Civil Engineering & Geosciences

Abstract

Port systems face numerous challenges, including limited storage capacity at terminal yards, congestion in road port access due to overwhelmed infrastructure, and inefficient inter-terminal transportation. Close dry ports, situated between 10-40 km from the port, offer a potential solution, but lack flexible and reliable transport connections that efficiently handle transportation without adding extra handling moves. Recent technological advances in rail systems, particularly fully automated magnetic levitation (maglev) cargo shuttles, provide promising solutions for connecting dry ports with seaport terminals.

This research explores the integration of maglev technology into port logistics, focusing on connecting a dry port terminal to seaport terminals, with a direct connection to the berth. Using the Transport System Bögl (TSB) Cargo system as a reference, five different designs were developed for integration. These designs required a redesign of the dry port and terminal yard, as well as the design of the system’s berth connection and connections between all terminals.

Simulation modeling using Siemens Tecnomatix Plant Simulation software evaluated the performance of these designs under various scenarios based on Port of Hamburg demand input data. Results showed that all designs improved median berth times compared to the German benchmark of 18.96 hours, with Design 5 demonstrating the best performance together with Design 2.

Recommendations include continued collaboration with port authorities through simulation case studies, serving as proof of performance for potential integration projects, and exploration of collaboration opportunities with smaller scale ports facing space availability and road access issues.
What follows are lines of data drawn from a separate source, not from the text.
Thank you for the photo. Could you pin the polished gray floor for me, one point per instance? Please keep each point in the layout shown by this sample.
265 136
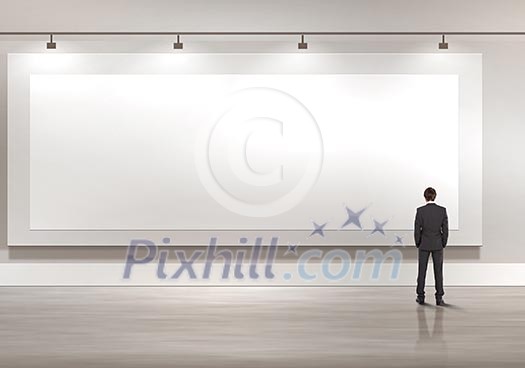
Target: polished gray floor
260 327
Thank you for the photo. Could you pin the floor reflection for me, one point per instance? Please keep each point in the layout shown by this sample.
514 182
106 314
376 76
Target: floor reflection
431 343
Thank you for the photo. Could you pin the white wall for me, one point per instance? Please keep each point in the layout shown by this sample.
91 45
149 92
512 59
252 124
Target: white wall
503 73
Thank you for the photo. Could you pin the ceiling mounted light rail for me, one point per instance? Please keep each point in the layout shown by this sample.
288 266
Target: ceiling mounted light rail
443 45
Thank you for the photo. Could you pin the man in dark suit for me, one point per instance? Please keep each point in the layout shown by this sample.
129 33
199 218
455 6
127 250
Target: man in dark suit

Further research should expand the model to accommodate new export container loading requirements and include all terminals, while studying new algorithms to balance the volumes and requests of all three terminals. This research demonstrates the feasibility of integrating maglev systems into port logistics, challenging the ’status quo’ and opening up new possibilities for improving port operations. Through a systematic approach, this study offers valuable insights for the integration of maglev technology into port logistics, paving the way for future advancements in the field.